Former Pakistani Interior Minister Aftab Khan Sherpao said that, given the toll that the offensive was taking on Taliban strongholds in Swat, Pakistani security forces should have been better braced for an act of retaliation.
“Such attacks are natural, and one should have expected them,” Sherpao said. “Of course there was a security lapse — that’s why so many people died.”
The van exploded after crashing through a security gate at a checkpoint just outside Lahore’s Rescue 15 building, which houses police emergency services.
Khawar Abbas, a 25-year-old Lahore police officer assigned to guard the building, was about six feet from the van when it pulled up to the gate. Two men with automatic rifles jumped out and began firing into the air, then at Abbas and other police officers at the gate, Abbas said from his bed at Sir Ganga Ram Hospital, where he was recovering from a gunshot wound to his left arm.
Several officers fired back but were shot. Fahim Salim, 23, was shot twice in his left leg after firing at the gunmen.
“They looked just like us,” Salim said. “They were young men dressed in white shirts and trousers — and they had very new guns.”
Abbas said that, after the exchange of gunfire, one of the gunmen tossed a grenade toward the officers.
“I fell when they threw the grenade,” Abbas said. “There was a small blast, then in five seconds, a massive blast. I felt like I was right on the lap of that blast. It was only God who saved me.”
The explosion left a 20-foot-wide crater in the asphalt outside the building and tore apart buildings hundreds of yards away, including nearby glass-walled office buildings and car showrooms.
At the hospital, windows were blown out
“I was in my office when the blast happened,” said Dr. Ejaz Sheikh, who heads the hospital.

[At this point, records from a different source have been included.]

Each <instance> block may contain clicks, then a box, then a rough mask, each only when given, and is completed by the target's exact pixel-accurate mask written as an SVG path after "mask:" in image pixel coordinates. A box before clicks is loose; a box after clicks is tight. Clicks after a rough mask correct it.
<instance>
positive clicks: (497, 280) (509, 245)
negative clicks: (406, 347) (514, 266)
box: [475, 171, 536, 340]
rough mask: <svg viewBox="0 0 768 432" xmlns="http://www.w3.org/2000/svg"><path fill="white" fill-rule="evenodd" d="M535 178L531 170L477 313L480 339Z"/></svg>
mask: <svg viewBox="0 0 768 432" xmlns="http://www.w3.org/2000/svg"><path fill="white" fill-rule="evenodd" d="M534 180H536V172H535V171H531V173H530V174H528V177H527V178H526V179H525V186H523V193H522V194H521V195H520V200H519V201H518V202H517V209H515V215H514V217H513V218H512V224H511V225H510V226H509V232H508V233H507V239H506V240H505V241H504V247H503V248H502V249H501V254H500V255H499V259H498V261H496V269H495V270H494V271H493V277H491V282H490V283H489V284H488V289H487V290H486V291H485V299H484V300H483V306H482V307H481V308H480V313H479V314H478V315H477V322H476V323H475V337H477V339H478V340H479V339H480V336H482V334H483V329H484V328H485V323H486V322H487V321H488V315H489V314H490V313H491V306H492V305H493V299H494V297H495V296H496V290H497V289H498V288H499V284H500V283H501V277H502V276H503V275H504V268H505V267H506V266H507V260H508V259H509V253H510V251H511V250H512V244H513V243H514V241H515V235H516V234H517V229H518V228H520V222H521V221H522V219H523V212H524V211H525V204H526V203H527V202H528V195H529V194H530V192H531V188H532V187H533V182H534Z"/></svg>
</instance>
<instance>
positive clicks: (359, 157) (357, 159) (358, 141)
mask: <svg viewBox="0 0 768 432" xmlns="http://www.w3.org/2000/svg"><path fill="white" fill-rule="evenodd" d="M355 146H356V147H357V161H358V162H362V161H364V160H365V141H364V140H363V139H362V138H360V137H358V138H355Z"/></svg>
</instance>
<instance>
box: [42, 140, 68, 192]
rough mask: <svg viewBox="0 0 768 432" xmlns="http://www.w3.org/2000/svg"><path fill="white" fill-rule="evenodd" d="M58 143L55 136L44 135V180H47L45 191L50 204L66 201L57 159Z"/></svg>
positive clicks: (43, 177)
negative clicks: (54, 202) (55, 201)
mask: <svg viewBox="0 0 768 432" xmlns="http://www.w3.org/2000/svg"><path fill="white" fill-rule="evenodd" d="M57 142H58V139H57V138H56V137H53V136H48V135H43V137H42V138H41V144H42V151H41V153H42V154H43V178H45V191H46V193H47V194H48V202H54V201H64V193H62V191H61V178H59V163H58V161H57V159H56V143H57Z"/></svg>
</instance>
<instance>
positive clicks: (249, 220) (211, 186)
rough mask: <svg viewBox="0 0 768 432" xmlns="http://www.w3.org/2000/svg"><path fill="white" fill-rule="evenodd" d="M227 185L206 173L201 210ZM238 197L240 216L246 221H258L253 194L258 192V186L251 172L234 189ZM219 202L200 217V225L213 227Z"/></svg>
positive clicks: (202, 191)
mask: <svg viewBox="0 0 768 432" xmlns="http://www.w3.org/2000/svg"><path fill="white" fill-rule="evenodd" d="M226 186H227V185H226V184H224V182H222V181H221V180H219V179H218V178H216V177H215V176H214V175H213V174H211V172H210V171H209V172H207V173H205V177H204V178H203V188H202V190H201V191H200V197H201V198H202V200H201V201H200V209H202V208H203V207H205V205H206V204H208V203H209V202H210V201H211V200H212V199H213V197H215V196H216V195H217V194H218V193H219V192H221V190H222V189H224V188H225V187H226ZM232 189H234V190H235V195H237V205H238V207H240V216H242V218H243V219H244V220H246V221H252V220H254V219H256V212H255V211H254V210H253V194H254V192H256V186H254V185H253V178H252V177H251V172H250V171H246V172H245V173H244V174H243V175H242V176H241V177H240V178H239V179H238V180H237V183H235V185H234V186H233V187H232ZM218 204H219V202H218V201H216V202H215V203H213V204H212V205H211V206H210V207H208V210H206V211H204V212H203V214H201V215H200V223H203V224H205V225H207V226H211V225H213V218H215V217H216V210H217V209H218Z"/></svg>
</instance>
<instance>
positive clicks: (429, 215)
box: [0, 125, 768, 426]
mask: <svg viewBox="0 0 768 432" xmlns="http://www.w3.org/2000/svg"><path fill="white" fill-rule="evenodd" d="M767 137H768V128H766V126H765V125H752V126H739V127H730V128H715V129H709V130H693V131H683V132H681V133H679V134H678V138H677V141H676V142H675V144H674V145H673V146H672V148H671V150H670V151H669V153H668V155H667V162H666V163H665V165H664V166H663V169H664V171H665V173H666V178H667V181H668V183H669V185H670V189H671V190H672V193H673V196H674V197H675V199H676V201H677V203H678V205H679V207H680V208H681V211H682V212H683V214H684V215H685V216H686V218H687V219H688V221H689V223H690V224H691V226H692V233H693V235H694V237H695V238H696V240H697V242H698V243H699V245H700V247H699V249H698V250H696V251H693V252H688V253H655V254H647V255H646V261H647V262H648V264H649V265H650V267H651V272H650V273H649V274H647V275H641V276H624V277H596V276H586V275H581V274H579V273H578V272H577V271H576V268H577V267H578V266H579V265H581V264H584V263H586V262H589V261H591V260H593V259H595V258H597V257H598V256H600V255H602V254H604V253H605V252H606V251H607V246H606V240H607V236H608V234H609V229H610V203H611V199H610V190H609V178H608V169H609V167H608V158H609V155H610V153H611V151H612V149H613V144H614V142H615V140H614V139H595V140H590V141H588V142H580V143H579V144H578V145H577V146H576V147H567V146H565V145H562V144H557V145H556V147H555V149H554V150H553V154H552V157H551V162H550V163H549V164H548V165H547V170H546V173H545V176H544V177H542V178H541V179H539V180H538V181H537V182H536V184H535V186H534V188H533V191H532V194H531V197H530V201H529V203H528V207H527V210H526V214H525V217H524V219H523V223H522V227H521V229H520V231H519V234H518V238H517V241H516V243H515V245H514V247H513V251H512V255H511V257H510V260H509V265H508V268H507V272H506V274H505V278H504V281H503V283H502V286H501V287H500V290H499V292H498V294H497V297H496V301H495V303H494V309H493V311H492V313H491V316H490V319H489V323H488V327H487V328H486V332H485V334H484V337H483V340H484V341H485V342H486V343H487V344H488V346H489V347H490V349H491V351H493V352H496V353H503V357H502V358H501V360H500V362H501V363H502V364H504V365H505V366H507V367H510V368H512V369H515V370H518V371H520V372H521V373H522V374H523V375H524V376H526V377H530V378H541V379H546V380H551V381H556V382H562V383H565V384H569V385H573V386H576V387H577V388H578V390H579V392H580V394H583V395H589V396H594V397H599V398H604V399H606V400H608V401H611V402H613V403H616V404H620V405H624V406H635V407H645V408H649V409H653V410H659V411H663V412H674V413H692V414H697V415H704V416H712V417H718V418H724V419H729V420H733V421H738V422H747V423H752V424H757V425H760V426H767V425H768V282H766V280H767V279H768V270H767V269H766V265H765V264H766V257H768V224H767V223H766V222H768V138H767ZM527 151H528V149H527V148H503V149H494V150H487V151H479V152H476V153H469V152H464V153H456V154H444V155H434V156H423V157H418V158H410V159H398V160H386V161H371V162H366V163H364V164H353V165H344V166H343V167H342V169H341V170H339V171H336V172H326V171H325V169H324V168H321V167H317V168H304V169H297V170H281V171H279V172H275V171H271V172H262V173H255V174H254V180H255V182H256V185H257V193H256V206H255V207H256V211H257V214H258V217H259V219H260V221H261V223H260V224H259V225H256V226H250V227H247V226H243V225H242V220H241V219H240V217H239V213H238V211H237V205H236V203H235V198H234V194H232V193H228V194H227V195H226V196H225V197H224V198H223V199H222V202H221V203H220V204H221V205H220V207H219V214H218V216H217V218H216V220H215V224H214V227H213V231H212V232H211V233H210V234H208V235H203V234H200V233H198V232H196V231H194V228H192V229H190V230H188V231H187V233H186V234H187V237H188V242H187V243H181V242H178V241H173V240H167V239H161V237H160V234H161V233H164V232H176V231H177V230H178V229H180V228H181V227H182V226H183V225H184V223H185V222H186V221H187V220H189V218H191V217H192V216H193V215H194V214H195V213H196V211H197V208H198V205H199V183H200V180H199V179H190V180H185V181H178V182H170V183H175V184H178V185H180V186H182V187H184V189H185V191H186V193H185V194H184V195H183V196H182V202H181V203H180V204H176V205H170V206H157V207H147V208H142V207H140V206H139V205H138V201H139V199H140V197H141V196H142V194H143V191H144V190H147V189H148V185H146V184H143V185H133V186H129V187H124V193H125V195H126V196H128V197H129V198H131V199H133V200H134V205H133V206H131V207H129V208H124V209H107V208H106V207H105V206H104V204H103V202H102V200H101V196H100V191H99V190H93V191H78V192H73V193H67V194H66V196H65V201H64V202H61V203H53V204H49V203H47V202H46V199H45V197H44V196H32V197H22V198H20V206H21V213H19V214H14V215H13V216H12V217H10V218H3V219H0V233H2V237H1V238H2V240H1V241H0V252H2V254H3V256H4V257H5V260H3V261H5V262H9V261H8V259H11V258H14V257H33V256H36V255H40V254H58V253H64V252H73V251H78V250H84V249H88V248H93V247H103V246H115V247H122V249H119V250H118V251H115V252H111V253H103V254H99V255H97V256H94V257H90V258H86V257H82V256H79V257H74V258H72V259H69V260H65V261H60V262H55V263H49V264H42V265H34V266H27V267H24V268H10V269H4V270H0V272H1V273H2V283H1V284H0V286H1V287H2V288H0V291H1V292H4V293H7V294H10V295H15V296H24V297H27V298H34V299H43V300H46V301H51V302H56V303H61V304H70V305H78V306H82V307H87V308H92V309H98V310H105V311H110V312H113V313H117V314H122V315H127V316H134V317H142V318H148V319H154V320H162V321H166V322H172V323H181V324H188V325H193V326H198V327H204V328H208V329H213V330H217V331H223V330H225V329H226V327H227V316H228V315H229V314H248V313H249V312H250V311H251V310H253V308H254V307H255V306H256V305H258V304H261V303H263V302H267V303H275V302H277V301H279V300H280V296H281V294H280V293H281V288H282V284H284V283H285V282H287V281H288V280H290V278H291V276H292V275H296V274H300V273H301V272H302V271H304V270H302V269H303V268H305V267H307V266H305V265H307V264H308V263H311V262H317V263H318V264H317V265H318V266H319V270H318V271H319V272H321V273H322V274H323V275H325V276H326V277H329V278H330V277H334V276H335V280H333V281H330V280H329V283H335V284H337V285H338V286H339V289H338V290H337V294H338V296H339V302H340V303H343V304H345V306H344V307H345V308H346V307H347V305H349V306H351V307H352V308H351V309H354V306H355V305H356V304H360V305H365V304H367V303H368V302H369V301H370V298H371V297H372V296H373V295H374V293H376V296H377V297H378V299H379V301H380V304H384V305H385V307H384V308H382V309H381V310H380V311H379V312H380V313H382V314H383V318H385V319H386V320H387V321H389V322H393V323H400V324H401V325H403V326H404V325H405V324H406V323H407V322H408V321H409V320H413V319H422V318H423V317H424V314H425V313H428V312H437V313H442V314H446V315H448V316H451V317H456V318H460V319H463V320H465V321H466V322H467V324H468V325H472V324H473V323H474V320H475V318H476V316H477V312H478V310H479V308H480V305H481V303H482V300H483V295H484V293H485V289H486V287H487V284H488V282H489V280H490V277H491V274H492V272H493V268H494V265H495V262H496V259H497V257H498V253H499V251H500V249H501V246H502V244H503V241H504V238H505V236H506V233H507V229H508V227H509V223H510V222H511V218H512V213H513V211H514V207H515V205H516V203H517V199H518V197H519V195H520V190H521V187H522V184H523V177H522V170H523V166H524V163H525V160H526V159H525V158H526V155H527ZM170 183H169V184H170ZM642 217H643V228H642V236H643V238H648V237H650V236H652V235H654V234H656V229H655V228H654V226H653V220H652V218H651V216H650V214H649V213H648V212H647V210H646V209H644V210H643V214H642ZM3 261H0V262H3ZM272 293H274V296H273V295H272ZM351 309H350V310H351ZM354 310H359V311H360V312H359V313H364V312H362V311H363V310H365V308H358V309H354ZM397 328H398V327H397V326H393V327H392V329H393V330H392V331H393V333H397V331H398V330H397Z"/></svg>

“It was a terrible, intense sound. We had 22 staff people injured, but they kept treating the wounded coming in.”
Late Wednesday, scores of relatives and friends met on a grass field at Lahore police headquarters, gathering on a warm, breezy night around the coffins of 15 police officers who died in the attack. After a moment of prayer, the coffins were carried away to be buried, held up by Pakistani men who shouted “Martyrdom!” as they walked briskly.
“We’ve had too much terrorism in the last two years,” said Mahmud Ahmed Nasir, whose nephew, Gulam Mustafa Padyar, an officer who worked in the Rescue 15 building, died in the blast. “And it’s the everyday Pakistanis who die, not the elite.”
Times staff writer Mark Magnier in New Delhi contributed to this report.